According to the SFO press release, the prosecution arises from Mabey & Johnson Ltd.’s (a U.K. company that designs and manufacturers steel bridges used in more than 115 countries worldwide) voluntary disclosure to the SFO “of evidence to indicate that the company had sought to influence decision-makers in public contracts in Jamaica and Ghana between 1993 and 2001.” According to the release, the prosecution also involves breach of United Nations sanctions as applied to contracts in connection with the Iraq Oil for Food program.

My efforts to locate the actual Mabey & Johnson charging documents (statement of facts, etc.) have thus far proven fruitless. To the extent such documents are publicly available and you have a copy, please do share them with me.

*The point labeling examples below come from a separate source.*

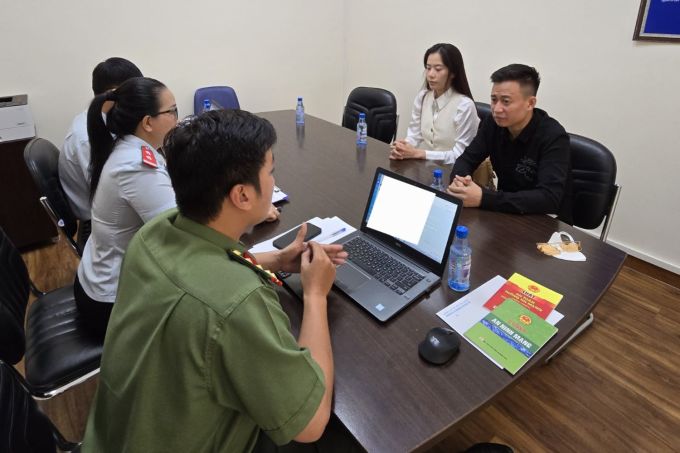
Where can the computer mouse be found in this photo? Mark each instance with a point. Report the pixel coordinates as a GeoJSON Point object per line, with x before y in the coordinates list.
{"type": "Point", "coordinates": [439, 346]}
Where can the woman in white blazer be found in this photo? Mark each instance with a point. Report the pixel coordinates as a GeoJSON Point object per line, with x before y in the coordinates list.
{"type": "Point", "coordinates": [444, 119]}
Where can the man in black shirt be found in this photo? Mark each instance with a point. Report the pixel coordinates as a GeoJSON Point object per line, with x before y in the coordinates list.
{"type": "Point", "coordinates": [528, 149]}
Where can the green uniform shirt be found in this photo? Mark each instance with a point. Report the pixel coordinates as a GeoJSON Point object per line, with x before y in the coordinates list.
{"type": "Point", "coordinates": [198, 354]}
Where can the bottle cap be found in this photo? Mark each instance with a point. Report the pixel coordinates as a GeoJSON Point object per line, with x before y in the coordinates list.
{"type": "Point", "coordinates": [461, 231]}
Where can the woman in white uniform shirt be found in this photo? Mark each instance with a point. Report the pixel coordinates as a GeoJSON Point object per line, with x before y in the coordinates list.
{"type": "Point", "coordinates": [129, 185]}
{"type": "Point", "coordinates": [444, 119]}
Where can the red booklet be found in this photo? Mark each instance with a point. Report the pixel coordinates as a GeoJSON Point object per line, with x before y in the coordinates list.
{"type": "Point", "coordinates": [510, 290]}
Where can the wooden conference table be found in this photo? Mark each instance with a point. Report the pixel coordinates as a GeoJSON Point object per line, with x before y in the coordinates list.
{"type": "Point", "coordinates": [385, 395]}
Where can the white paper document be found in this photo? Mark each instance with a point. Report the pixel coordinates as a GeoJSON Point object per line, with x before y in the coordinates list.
{"type": "Point", "coordinates": [278, 195]}
{"type": "Point", "coordinates": [332, 229]}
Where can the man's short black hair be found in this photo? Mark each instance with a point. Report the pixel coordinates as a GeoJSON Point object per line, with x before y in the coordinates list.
{"type": "Point", "coordinates": [211, 153]}
{"type": "Point", "coordinates": [526, 76]}
{"type": "Point", "coordinates": [111, 73]}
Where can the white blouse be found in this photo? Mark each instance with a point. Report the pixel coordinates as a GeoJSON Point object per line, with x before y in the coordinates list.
{"type": "Point", "coordinates": [462, 121]}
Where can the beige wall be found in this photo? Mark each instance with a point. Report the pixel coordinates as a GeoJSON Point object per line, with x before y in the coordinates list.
{"type": "Point", "coordinates": [269, 51]}
{"type": "Point", "coordinates": [596, 81]}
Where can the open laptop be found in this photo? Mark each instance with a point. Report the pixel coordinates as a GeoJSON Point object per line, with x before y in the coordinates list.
{"type": "Point", "coordinates": [400, 251]}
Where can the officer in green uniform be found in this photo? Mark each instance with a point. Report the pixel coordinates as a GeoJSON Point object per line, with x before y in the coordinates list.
{"type": "Point", "coordinates": [198, 355]}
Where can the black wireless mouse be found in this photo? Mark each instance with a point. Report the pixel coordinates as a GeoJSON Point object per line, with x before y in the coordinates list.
{"type": "Point", "coordinates": [439, 346]}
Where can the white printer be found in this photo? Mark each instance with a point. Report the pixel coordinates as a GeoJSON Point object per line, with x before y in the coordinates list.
{"type": "Point", "coordinates": [16, 121]}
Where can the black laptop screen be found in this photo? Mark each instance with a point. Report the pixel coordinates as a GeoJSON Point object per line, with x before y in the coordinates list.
{"type": "Point", "coordinates": [412, 214]}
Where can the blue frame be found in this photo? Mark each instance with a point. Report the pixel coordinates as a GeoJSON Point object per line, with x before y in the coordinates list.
{"type": "Point", "coordinates": [658, 20]}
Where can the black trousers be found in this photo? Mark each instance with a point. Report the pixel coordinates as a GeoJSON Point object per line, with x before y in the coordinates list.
{"type": "Point", "coordinates": [96, 314]}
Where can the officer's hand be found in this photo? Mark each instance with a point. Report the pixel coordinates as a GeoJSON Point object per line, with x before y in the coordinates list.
{"type": "Point", "coordinates": [273, 214]}
{"type": "Point", "coordinates": [289, 257]}
{"type": "Point", "coordinates": [318, 271]}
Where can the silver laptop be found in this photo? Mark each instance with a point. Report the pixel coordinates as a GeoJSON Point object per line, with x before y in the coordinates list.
{"type": "Point", "coordinates": [400, 251]}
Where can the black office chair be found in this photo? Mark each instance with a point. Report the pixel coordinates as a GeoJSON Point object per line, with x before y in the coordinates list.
{"type": "Point", "coordinates": [24, 428]}
{"type": "Point", "coordinates": [58, 351]}
{"type": "Point", "coordinates": [595, 195]}
{"type": "Point", "coordinates": [594, 190]}
{"type": "Point", "coordinates": [220, 96]}
{"type": "Point", "coordinates": [380, 107]}
{"type": "Point", "coordinates": [42, 160]}
{"type": "Point", "coordinates": [483, 110]}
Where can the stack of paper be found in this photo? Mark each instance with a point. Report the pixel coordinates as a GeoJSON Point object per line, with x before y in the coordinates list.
{"type": "Point", "coordinates": [469, 310]}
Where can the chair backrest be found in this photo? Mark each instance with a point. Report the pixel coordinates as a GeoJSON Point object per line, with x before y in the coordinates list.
{"type": "Point", "coordinates": [14, 287]}
{"type": "Point", "coordinates": [483, 110]}
{"type": "Point", "coordinates": [594, 188]}
{"type": "Point", "coordinates": [224, 96]}
{"type": "Point", "coordinates": [23, 427]}
{"type": "Point", "coordinates": [380, 107]}
{"type": "Point", "coordinates": [42, 160]}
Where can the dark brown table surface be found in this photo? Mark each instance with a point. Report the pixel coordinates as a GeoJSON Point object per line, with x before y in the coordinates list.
{"type": "Point", "coordinates": [385, 395]}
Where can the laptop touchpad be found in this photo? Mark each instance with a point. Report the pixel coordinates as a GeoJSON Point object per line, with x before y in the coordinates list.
{"type": "Point", "coordinates": [350, 278]}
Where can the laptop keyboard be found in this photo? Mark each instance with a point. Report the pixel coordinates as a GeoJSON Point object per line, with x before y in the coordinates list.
{"type": "Point", "coordinates": [381, 266]}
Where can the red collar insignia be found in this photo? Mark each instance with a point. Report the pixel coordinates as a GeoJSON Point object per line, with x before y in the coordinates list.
{"type": "Point", "coordinates": [148, 157]}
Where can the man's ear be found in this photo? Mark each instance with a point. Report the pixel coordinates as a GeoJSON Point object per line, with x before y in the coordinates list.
{"type": "Point", "coordinates": [241, 197]}
{"type": "Point", "coordinates": [532, 102]}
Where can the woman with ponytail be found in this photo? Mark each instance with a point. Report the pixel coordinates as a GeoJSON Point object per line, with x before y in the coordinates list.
{"type": "Point", "coordinates": [444, 119]}
{"type": "Point", "coordinates": [129, 185]}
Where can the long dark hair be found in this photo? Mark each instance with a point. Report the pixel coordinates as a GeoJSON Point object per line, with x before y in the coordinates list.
{"type": "Point", "coordinates": [453, 60]}
{"type": "Point", "coordinates": [133, 100]}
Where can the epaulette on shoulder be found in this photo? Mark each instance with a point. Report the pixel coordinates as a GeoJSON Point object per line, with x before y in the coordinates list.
{"type": "Point", "coordinates": [248, 260]}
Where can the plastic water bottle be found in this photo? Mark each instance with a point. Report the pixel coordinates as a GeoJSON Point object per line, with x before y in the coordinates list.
{"type": "Point", "coordinates": [300, 112]}
{"type": "Point", "coordinates": [362, 129]}
{"type": "Point", "coordinates": [460, 260]}
{"type": "Point", "coordinates": [437, 179]}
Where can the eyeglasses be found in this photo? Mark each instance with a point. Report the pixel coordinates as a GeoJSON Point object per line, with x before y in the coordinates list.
{"type": "Point", "coordinates": [172, 111]}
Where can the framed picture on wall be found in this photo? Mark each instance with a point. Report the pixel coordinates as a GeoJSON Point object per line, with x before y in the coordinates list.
{"type": "Point", "coordinates": [658, 20]}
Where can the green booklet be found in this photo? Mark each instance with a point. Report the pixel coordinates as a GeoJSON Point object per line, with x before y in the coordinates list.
{"type": "Point", "coordinates": [511, 334]}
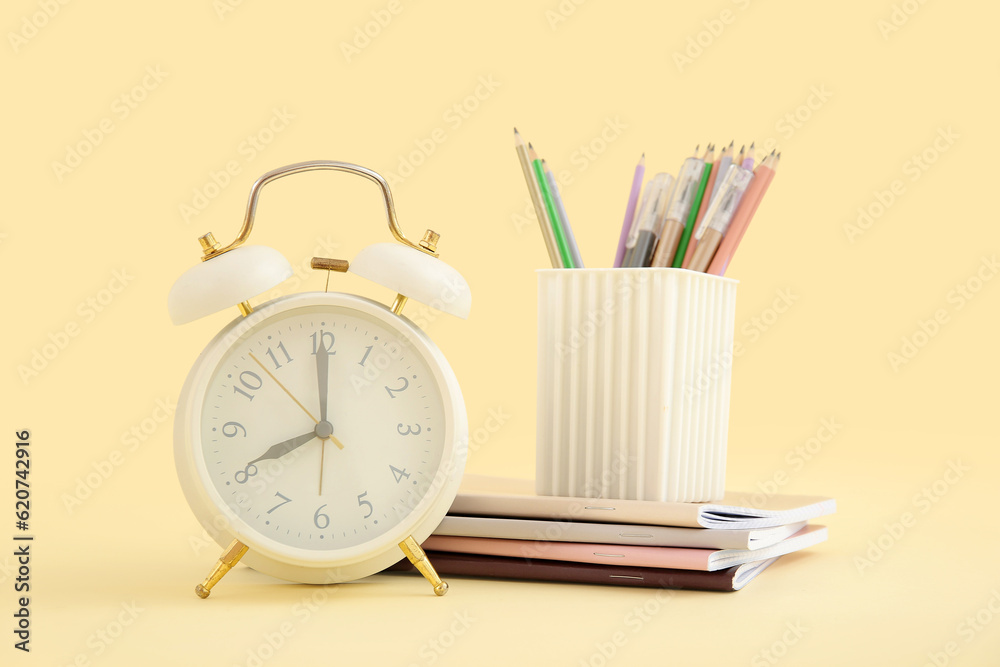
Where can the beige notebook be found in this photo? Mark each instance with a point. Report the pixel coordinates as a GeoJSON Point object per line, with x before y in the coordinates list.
{"type": "Point", "coordinates": [505, 497]}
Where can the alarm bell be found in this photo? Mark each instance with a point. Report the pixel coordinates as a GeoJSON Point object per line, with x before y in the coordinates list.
{"type": "Point", "coordinates": [229, 279]}
{"type": "Point", "coordinates": [231, 275]}
{"type": "Point", "coordinates": [416, 275]}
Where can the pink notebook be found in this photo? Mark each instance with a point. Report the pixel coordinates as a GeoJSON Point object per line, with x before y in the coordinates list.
{"type": "Point", "coordinates": [706, 560]}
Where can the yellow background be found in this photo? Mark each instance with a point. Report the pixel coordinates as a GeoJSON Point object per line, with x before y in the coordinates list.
{"type": "Point", "coordinates": [561, 72]}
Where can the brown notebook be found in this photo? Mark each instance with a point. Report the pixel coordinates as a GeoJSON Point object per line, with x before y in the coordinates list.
{"type": "Point", "coordinates": [499, 567]}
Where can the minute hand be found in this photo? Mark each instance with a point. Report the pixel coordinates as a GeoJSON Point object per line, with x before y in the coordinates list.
{"type": "Point", "coordinates": [323, 373]}
{"type": "Point", "coordinates": [282, 448]}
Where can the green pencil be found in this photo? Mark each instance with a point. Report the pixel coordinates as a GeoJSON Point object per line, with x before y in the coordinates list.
{"type": "Point", "coordinates": [550, 206]}
{"type": "Point", "coordinates": [692, 216]}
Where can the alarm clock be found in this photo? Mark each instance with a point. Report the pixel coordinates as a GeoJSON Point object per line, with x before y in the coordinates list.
{"type": "Point", "coordinates": [322, 435]}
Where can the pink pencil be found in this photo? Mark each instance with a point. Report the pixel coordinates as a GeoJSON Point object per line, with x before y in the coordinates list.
{"type": "Point", "coordinates": [762, 178]}
{"type": "Point", "coordinates": [633, 198]}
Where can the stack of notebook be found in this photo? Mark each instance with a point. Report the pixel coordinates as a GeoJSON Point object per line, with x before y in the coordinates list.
{"type": "Point", "coordinates": [499, 528]}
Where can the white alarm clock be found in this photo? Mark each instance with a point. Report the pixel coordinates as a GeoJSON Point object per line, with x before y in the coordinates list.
{"type": "Point", "coordinates": [321, 434]}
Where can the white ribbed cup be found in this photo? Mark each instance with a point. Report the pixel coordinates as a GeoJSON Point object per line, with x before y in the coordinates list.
{"type": "Point", "coordinates": [634, 374]}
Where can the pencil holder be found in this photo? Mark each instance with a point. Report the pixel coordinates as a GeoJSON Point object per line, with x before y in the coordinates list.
{"type": "Point", "coordinates": [634, 375]}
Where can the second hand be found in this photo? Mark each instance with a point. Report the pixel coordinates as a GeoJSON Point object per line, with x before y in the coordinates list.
{"type": "Point", "coordinates": [283, 388]}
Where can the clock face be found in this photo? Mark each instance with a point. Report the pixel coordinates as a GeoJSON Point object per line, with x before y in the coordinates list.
{"type": "Point", "coordinates": [322, 427]}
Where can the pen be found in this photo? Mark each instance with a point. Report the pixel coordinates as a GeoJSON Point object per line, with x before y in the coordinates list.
{"type": "Point", "coordinates": [633, 199]}
{"type": "Point", "coordinates": [685, 190]}
{"type": "Point", "coordinates": [642, 239]}
{"type": "Point", "coordinates": [699, 197]}
{"type": "Point", "coordinates": [725, 159]}
{"type": "Point", "coordinates": [719, 216]}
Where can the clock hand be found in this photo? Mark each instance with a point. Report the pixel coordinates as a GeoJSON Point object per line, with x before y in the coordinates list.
{"type": "Point", "coordinates": [323, 373]}
{"type": "Point", "coordinates": [323, 376]}
{"type": "Point", "coordinates": [285, 389]}
{"type": "Point", "coordinates": [282, 448]}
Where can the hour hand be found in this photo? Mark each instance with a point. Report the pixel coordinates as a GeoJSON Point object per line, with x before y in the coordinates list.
{"type": "Point", "coordinates": [282, 448]}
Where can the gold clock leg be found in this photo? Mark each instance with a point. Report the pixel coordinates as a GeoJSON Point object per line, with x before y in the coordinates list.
{"type": "Point", "coordinates": [398, 303]}
{"type": "Point", "coordinates": [420, 561]}
{"type": "Point", "coordinates": [230, 557]}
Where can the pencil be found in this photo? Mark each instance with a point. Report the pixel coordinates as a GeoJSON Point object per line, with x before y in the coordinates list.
{"type": "Point", "coordinates": [536, 200]}
{"type": "Point", "coordinates": [633, 199]}
{"type": "Point", "coordinates": [713, 181]}
{"type": "Point", "coordinates": [698, 207]}
{"type": "Point", "coordinates": [550, 208]}
{"type": "Point", "coordinates": [574, 249]}
{"type": "Point", "coordinates": [755, 192]}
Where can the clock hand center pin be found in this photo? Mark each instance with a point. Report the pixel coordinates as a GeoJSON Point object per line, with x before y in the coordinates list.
{"type": "Point", "coordinates": [291, 396]}
{"type": "Point", "coordinates": [323, 377]}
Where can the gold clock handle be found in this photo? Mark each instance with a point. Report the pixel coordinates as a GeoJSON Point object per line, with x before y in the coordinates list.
{"type": "Point", "coordinates": [211, 248]}
{"type": "Point", "coordinates": [419, 559]}
{"type": "Point", "coordinates": [230, 557]}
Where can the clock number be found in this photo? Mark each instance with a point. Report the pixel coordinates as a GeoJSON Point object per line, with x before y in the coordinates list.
{"type": "Point", "coordinates": [270, 353]}
{"type": "Point", "coordinates": [237, 427]}
{"type": "Point", "coordinates": [320, 338]}
{"type": "Point", "coordinates": [285, 499]}
{"type": "Point", "coordinates": [246, 472]}
{"type": "Point", "coordinates": [392, 391]}
{"type": "Point", "coordinates": [245, 380]}
{"type": "Point", "coordinates": [362, 503]}
{"type": "Point", "coordinates": [321, 521]}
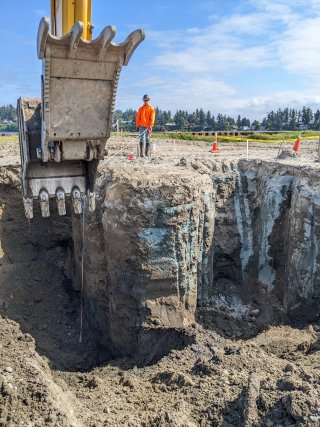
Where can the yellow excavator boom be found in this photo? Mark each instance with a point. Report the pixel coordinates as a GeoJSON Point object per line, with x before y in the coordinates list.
{"type": "Point", "coordinates": [64, 13]}
{"type": "Point", "coordinates": [63, 135]}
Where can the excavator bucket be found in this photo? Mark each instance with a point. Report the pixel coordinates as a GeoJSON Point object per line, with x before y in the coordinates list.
{"type": "Point", "coordinates": [63, 135]}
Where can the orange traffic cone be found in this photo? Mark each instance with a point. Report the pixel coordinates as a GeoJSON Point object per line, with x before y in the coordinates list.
{"type": "Point", "coordinates": [215, 148]}
{"type": "Point", "coordinates": [297, 147]}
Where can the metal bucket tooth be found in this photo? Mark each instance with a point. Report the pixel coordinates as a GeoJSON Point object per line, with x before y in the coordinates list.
{"type": "Point", "coordinates": [76, 201]}
{"type": "Point", "coordinates": [91, 201]}
{"type": "Point", "coordinates": [61, 201]}
{"type": "Point", "coordinates": [28, 207]}
{"type": "Point", "coordinates": [63, 135]}
{"type": "Point", "coordinates": [44, 203]}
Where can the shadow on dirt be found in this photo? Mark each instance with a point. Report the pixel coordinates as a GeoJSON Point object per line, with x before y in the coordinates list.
{"type": "Point", "coordinates": [37, 271]}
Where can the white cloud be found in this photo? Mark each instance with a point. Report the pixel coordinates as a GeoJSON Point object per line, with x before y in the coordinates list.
{"type": "Point", "coordinates": [194, 65]}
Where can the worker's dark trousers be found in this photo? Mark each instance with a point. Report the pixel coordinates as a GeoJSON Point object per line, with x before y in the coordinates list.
{"type": "Point", "coordinates": [144, 140]}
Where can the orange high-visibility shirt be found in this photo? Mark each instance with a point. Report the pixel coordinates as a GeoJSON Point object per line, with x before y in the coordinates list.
{"type": "Point", "coordinates": [145, 116]}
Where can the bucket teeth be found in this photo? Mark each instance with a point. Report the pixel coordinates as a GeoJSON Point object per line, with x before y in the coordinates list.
{"type": "Point", "coordinates": [76, 200]}
{"type": "Point", "coordinates": [44, 203]}
{"type": "Point", "coordinates": [91, 201]}
{"type": "Point", "coordinates": [61, 201]}
{"type": "Point", "coordinates": [28, 207]}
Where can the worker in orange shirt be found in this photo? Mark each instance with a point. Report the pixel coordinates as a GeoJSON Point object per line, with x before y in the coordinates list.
{"type": "Point", "coordinates": [144, 121]}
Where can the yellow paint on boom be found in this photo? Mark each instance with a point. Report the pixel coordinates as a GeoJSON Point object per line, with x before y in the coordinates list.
{"type": "Point", "coordinates": [72, 11]}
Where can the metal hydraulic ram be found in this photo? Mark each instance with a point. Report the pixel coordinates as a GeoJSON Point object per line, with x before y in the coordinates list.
{"type": "Point", "coordinates": [63, 134]}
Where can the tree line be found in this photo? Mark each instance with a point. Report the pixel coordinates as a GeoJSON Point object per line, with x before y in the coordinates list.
{"type": "Point", "coordinates": [283, 119]}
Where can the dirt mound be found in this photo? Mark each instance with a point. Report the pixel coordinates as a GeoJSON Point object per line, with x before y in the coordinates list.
{"type": "Point", "coordinates": [203, 384]}
{"type": "Point", "coordinates": [200, 379]}
{"type": "Point", "coordinates": [288, 154]}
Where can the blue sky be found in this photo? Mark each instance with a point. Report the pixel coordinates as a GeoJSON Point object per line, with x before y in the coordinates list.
{"type": "Point", "coordinates": [235, 57]}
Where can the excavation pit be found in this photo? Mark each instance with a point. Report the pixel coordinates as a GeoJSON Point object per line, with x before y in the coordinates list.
{"type": "Point", "coordinates": [197, 272]}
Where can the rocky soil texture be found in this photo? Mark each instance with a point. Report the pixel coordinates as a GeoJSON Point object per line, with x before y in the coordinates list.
{"type": "Point", "coordinates": [200, 295]}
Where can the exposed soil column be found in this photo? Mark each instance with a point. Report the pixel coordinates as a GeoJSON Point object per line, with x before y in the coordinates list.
{"type": "Point", "coordinates": [158, 225]}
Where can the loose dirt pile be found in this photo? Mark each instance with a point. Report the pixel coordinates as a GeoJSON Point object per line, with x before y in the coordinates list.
{"type": "Point", "coordinates": [48, 378]}
{"type": "Point", "coordinates": [272, 380]}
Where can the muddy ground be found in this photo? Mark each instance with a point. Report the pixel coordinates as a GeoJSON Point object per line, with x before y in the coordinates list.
{"type": "Point", "coordinates": [48, 378]}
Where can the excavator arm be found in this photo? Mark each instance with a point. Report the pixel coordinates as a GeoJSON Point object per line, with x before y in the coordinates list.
{"type": "Point", "coordinates": [63, 135]}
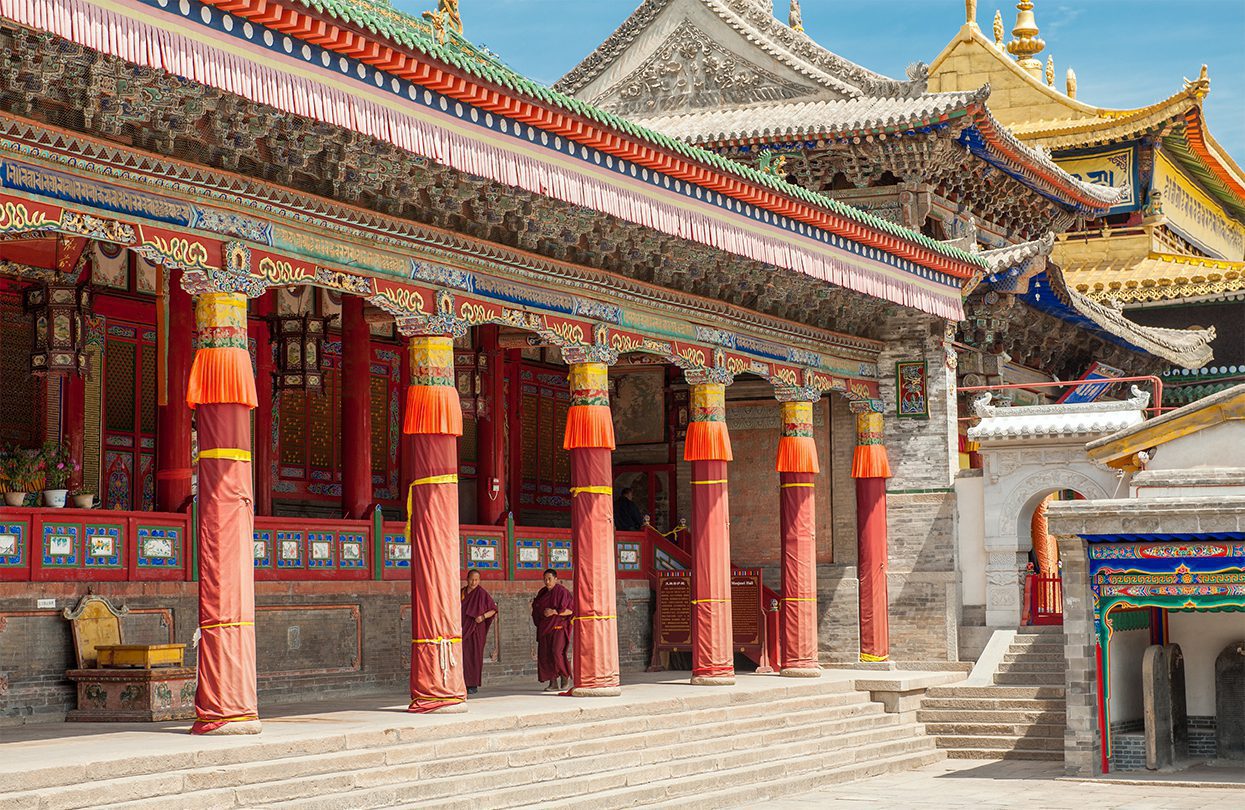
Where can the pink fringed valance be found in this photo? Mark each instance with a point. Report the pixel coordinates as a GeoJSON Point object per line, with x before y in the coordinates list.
{"type": "Point", "coordinates": [499, 158]}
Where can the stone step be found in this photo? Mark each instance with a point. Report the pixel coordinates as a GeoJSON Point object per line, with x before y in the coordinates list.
{"type": "Point", "coordinates": [959, 714]}
{"type": "Point", "coordinates": [684, 790]}
{"type": "Point", "coordinates": [725, 794]}
{"type": "Point", "coordinates": [574, 718]}
{"type": "Point", "coordinates": [1031, 666]}
{"type": "Point", "coordinates": [1030, 655]}
{"type": "Point", "coordinates": [986, 742]}
{"type": "Point", "coordinates": [989, 753]}
{"type": "Point", "coordinates": [563, 778]}
{"type": "Point", "coordinates": [1002, 692]}
{"type": "Point", "coordinates": [1028, 678]}
{"type": "Point", "coordinates": [995, 729]}
{"type": "Point", "coordinates": [457, 755]}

SFO Memo on Corruption Enforcement and the Benefits of Self-Reporting

Also in July 2009, the SFO released a memo titled “Approach of the Serious Fraud Office to Dealing with Overseas Corruption.” The memo notes that the SFO is significantly expanding its anti-corruption resources and staff and that the office will be using “all of the tools at our disposal in identifying and prosecution cases of corruption” as the office “conduct[s] more criminal investigations and prosecutions in the future (particularly if the Bribery Bill becomes law).”

The memo notes that there has been much interest among business and professional advisers for a system of self-reporting cases of overseas corruption to the SFO and the purpose of the memo is thus to set forth SFO policies on self-reporting and the SFO’s position on the benefits which can be obtained from self-reporting.

The memo specifically notes that the benefit to a corporation of self-reporting will be “the prospect (in appropriate cases) of a civil rather than a criminal outcome,” and that a “negotiated settlement rather than a criminal prosecution means that the mandatory debarment provisions under [the relevant EU Directive] will not apply.”

The remainder of the memo touches on general topics familiar to FCPA practitioners currently found in Title 9, Chapter 9-28.000 of the U.S. Attorney’s Manual (Principles of Federal Prosecution of Business Organizations) (the so-called Filip Memo – see here). It is encouraging to see that the SFO, unlike the DOJ/SEC thus far, is willing to articulate, in a specific memo, its views and enforcement policies on corruption issues.

The benefits of self-reporting and voluntarily disclosing conduct which does, or could, violate the FCPA is indeed a “hot topic.” DOJ/SEC enforcement officials routinely say that the benefits of self-reporting are real, whereas FCPA practitioners and the clients they represent aren’t so sure. It now looks like this topic will be debated on both sides of the Atlantic and it will indeed be an interesting issue to monitor.

Of particular interest to FCPA practitioners, the SFO memo notes as follows: “We would also take the view that the timing of an approach to the U.S. Department of Justice is also relevant. If the case is also within our jurisdiction we would expect to be notified at the same time as the DOJ.” Of further interest to FCPA practitioners, the memo announces an initial opinion procedure along the lines currently offered by the U.S. DOJ. The memo notes, “[t]he circumstances in which this procedure will be appropriate will need to be discussed, but we are ready to offer assistance in one type of case” and that type of case is where an acquiring company, during due diligence of a target, discovers corruption issues.